Um dos momentos marcantes do bem sucedido décimo terceiro voo de testes da Starship foi a implantação experimental de vinte satélites Starlink V3 , a nova geração da constelação de internet via satélite da SpaceX .
Mas um detalhe nada pequeno chamou a atenção de quem acompanha o setor espacial: esses novos satélites são gigantes! Com uma envergadura maior que a de um Boeing 737, estarão entre os maiores satélites de comunicação em órbita baixa da Terra .
E, mais uma vez, isso nos levanta uma dúvida: será que objetos tão grandes representarão um problema ainda maior para a observação do Universo? Curiosamente, tudo indica que a maior preocupação talvez não seja aquilo que veremos no céu, mas sim aquilo que tentamos ouvir.
Primeiros satélites Starlink V3 implantados durante 13° voo de teste da Starship – Crédito: SpaceX Desde o lançamento dos primeiros Starlink, em 2019, a constelação cresceu rapidamente e revolucionou o acesso à internet em regiões remotas do planeta.
Ao mesmo tempo, despertou debates importantes dentro da comunidade científica.
Trilhas brilhantes cruzando imagens de observatórios astronômicos de todo o mundo e possíveis interferências em radiotelescópios passaram a preocupar os cientistas que estudam o Universo .
A própria SpaceX reconheceu esses desafios e, ao longo dos últimos anos, trabalhou em soluções para reduzir o impacto de seus satélites sobre a astronomia.
Superfícies menos reflexivas e um cuidado a mais com o vazamento de sinais de rádio tornaram os satélites mais discretos, mas não invisíveis.
Por isso, a comunidade astronômica tem seus motivos para ficar apreensiva com a nova geração de satélites Starlink, mas será que há mesmo razão para essa preocupação?
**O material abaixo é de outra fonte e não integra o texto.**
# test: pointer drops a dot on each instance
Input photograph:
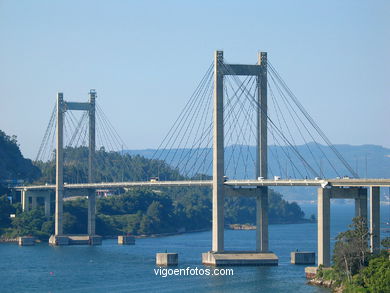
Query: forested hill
(13, 166)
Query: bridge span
(351, 188)
(361, 182)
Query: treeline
(355, 268)
(12, 163)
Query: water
(114, 268)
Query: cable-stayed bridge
(233, 105)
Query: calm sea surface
(113, 268)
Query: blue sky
(145, 58)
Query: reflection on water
(114, 268)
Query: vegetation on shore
(354, 268)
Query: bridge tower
(218, 255)
(62, 106)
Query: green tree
(351, 249)
(5, 210)
(386, 243)
(376, 276)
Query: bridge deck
(208, 183)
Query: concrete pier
(303, 257)
(375, 219)
(34, 195)
(218, 256)
(359, 194)
(58, 240)
(239, 258)
(167, 259)
(323, 223)
(218, 157)
(26, 241)
(126, 240)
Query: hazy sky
(145, 58)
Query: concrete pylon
(91, 159)
(25, 203)
(59, 166)
(261, 156)
(218, 157)
(323, 226)
(47, 204)
(361, 204)
(375, 240)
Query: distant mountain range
(369, 161)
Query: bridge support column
(323, 224)
(218, 157)
(374, 219)
(361, 204)
(47, 204)
(262, 221)
(59, 166)
(91, 213)
(34, 202)
(25, 203)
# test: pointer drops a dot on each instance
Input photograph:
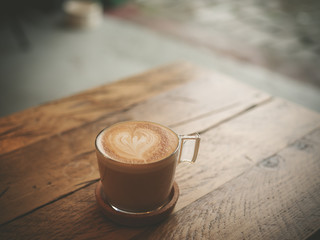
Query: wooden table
(257, 175)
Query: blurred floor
(56, 61)
(280, 35)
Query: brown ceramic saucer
(136, 220)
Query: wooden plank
(278, 198)
(34, 124)
(227, 152)
(64, 162)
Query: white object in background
(84, 14)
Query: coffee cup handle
(183, 140)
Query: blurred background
(52, 49)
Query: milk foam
(137, 142)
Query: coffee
(137, 162)
(137, 142)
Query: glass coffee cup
(137, 163)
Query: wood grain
(66, 161)
(34, 124)
(229, 167)
(277, 198)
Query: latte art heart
(135, 145)
(138, 142)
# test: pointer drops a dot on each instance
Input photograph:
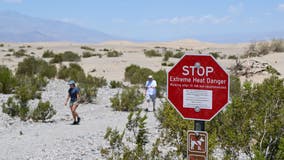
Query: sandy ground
(60, 140)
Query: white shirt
(151, 87)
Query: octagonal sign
(198, 87)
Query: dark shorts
(73, 103)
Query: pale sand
(60, 140)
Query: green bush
(136, 128)
(48, 54)
(43, 111)
(115, 84)
(28, 88)
(164, 64)
(114, 53)
(14, 109)
(32, 66)
(152, 53)
(7, 80)
(87, 48)
(19, 53)
(11, 50)
(128, 100)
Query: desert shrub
(138, 134)
(152, 53)
(128, 100)
(7, 80)
(114, 53)
(19, 53)
(105, 50)
(167, 55)
(32, 66)
(164, 64)
(48, 54)
(179, 54)
(216, 55)
(67, 56)
(11, 50)
(277, 45)
(251, 52)
(43, 111)
(232, 57)
(235, 86)
(15, 109)
(87, 54)
(115, 84)
(87, 48)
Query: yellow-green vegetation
(43, 112)
(136, 128)
(115, 84)
(88, 84)
(252, 124)
(128, 100)
(7, 80)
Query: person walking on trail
(73, 95)
(150, 92)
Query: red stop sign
(198, 87)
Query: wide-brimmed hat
(71, 82)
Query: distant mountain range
(16, 27)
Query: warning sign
(197, 145)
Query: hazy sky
(160, 19)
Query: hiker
(73, 95)
(150, 92)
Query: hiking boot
(78, 120)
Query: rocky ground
(58, 139)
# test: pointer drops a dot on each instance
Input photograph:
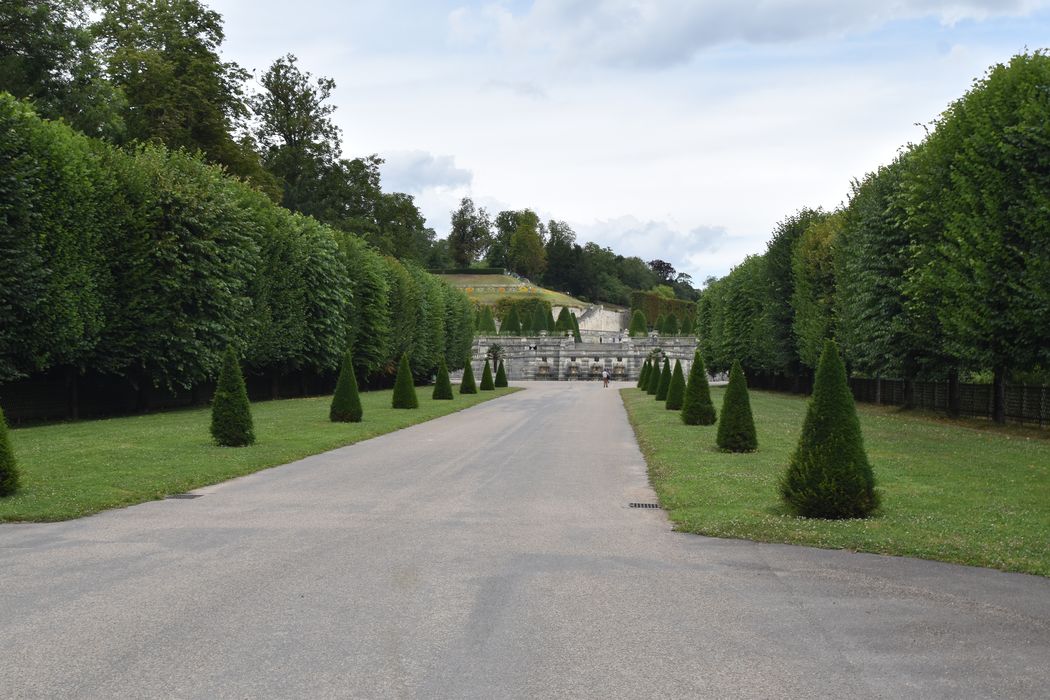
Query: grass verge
(75, 469)
(949, 492)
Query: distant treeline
(938, 266)
(147, 262)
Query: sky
(675, 129)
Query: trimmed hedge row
(149, 263)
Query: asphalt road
(488, 554)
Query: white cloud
(657, 34)
(415, 171)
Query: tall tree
(470, 233)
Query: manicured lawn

Os Starlink V3 representam um salto tecnológico significativo em relação aos V2.
Segundo a SpaceX, cada satélite oferece uma capacidade de transmissão de 1 terabit por segundo de downlink e 160 gigabit por segundo de uplink.
Uma melhoria de 10 vezes na capacidade de download e de 22 vezes de upload em relação ao Starlink V2.
Suas antenas permitem 4.096 feixes de comunicação contra 336 do V2.
Com isso, a Starlink poderá atender muito mais usuários simultaneamente e alcançar velocidades ainda maiores que a atual.
Grande parte desse ganho vem de novos processadores, antenas mais sofisticadas, comunicação entre satélites muito mais rápida e sistemas eletrônicos mais eficientes.